Насколько подобная ситуация тоже типична, я знаю всё из того же из семейного опыта. Когда Бутович обращался к Муралову, к нему же, оттесненному от политического руководства в ректоры Тимирязовской академии, ходил мой другой дед, сельский учитель, бывший эсер, лишенец, вычищенный со службы как представитель нетрудовой профессии. Муралова он знал с тех времен, когда они вместе заседали в Московском совете народных депутатов, и пошел эсер к большевику просить за сына, моего отца: сын лишенца не имел права даже экзамены держать в столичный вуз. «Ничем не могу помочь, – сказал Муралов, – сам на ниточке вишу». Ниточка вскоре и оборвалась.
«Воспоминания коннозаводчика» завершаются с окончанием первого трехгодичного тюремного срока, который отбыл Бутович. А почему и как, выйдя на свободу, он, спустя пять лет, опять подвергся репрессиям, Яков-Иваныч не рассказал, и Попов с Румянцевым ничего на этот счет не сообщали. Они, однако, вспоминали, каким Яков-Иваныч вышел после первого ареста и трех лет тюрьмы.
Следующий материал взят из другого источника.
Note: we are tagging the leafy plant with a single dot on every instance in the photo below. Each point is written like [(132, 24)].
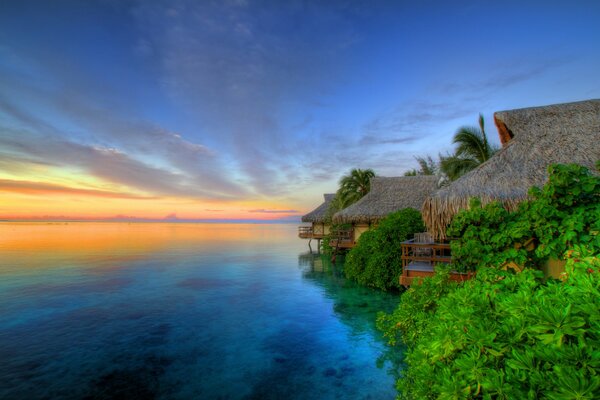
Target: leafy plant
[(565, 212), (376, 259), (505, 336)]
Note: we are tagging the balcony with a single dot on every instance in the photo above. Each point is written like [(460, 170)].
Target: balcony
[(305, 232), (421, 255), (342, 239)]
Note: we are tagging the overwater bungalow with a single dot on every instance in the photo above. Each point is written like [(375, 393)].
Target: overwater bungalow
[(386, 196), (532, 139), (319, 226)]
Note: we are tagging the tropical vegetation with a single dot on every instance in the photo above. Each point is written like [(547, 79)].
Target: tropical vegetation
[(375, 261), (507, 335), (352, 187), (472, 149)]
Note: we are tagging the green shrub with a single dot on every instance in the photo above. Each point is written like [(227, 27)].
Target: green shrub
[(325, 246), (507, 336), (564, 213), (376, 259), (408, 322)]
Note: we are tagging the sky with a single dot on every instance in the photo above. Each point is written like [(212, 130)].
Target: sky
[(241, 109)]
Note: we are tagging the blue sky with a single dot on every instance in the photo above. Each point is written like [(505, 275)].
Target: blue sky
[(263, 105)]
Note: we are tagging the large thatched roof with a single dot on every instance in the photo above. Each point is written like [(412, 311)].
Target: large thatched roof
[(319, 213), (386, 196), (533, 138)]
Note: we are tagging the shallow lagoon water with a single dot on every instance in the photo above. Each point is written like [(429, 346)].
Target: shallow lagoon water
[(182, 311)]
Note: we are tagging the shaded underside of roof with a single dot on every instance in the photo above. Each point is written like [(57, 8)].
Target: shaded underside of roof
[(541, 136), (319, 213), (386, 196)]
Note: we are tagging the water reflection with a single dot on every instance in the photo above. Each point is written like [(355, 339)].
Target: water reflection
[(181, 311), (356, 306)]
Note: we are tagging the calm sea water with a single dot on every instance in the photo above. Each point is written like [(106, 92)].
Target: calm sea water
[(182, 311)]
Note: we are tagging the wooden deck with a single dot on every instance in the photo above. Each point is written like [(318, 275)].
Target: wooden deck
[(342, 239), (419, 261), (307, 232)]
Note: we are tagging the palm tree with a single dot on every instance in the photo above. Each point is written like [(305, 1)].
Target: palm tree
[(427, 166), (354, 186), (473, 150)]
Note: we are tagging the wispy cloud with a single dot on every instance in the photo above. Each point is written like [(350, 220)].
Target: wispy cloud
[(265, 211), (40, 188)]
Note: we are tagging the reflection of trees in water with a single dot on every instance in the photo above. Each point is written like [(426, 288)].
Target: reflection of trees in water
[(356, 306)]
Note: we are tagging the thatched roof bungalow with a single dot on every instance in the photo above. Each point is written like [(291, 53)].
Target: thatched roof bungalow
[(386, 196), (532, 139)]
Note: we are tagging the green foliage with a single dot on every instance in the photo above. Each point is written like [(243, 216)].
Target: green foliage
[(427, 166), (472, 150), (565, 212), (325, 246), (375, 261), (408, 322), (504, 336), (353, 187)]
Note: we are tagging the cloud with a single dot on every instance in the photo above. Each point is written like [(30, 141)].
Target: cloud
[(502, 76), (238, 69), (43, 189), (105, 163), (264, 211)]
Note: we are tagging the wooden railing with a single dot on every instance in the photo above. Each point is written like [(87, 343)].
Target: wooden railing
[(305, 232), (343, 239), (426, 253), (419, 260)]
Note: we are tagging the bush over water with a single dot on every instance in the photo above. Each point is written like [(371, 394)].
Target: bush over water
[(504, 335), (376, 259)]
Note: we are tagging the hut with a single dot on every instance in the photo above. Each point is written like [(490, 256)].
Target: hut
[(532, 139), (386, 196), (318, 219)]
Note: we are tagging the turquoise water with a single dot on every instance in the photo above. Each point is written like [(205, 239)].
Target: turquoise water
[(182, 311)]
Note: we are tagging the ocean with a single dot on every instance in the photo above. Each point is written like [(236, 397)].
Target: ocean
[(183, 311)]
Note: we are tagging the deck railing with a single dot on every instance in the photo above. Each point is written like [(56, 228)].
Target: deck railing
[(343, 238), (425, 253), (305, 232), (419, 260)]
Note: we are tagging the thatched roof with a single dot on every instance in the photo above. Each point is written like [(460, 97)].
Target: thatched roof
[(533, 138), (386, 196), (319, 213)]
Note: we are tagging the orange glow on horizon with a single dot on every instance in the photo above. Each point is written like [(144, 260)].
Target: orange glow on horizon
[(48, 193)]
«А где же князь Мышецкий?» – взялся он расспрашивать об одном из тех, кто своими доносами добивались его заключения. «Князь в Зоопарке», – отвечают. «Там ему и место!» – демонстративно, чтобы слышали все, провозглашает Яков-Иваныч. Вспоминая об этом, друзья, по своему обыкновению, повторяли интонацию, с которой это было сказано. Изображала она презрение.
Как повел себя Бутович, очутившись на свободе и посетив собственный, ставший государственным, Музей коневодства? Стал критиковать музейных работников. Он не обвинял их политически, он сделал замечания по экспозиции. Так-то оно так, но в то время из всякой профессиональной критики делались выводы политические.
Осталось неизвестным, чем в музее ответили Бутовичу на его критику. Но, видно, из тюремных стен Яков-Иваныч не вышел другим, каким, по его же словам, вышел, отсидевший восемь месяцев В. О. Витт. Владимир Оскарович после тюрьмы, отстранившись от практической деятельности коневода-селекционера, занялся историей и теорией коннозаводства. Но и на теоретической почве чуть было не столкнулся – политически! – с Лысенко, и предпочел противоречий с последним не обострять. Князь Мышецкий, удовольствовавшись местом в зоологическом саду, вовсе оставил лошадей. А Бутович, выйдя из тюрьмы, стал снова бороться за авторитет в той области, где чувствовал себя знатоком. Но его ненавистники остались на своих и даже более ответственных постах там же – в коннозаводстве.
В 1937 году, незадолго до второго ареста Бутовича, с ним не побоялся вести переписку тогда ещё молодой московский зоотехник В. О. Липпинг. А в 60-х годах он, уже признанный авторитет, мне показал полученное им от Бутовича письмо. Письмо само по себе свидетельствует: не числился Бутович, даже несмотря на его знакомство с Троцким, уж в таких «врагах народа», что с ним не то что вести переписку – подумать о нём было бы страшно. Писал Бутович Липпингу из Щигров, славных нашим тургеневским «Гамлетом». В какой же глуши схоронился бывший политический узник! С Липпингом Бутович обменивался мнениями о «буцефалах» – лошадях с утолщениями на лбу, напоминающими рожки. Кроме того, Яков-Иваныч просил молодого корреспондента пойти в редакцию полного собрания сочинений Толстого и взять рукопись, которую он туда отправил (та самая, что стала известна крупному специалисту по Толстому, и тот использовал без сноски на источник обнаруженные Бутовичем сведения о реальном Холстомере).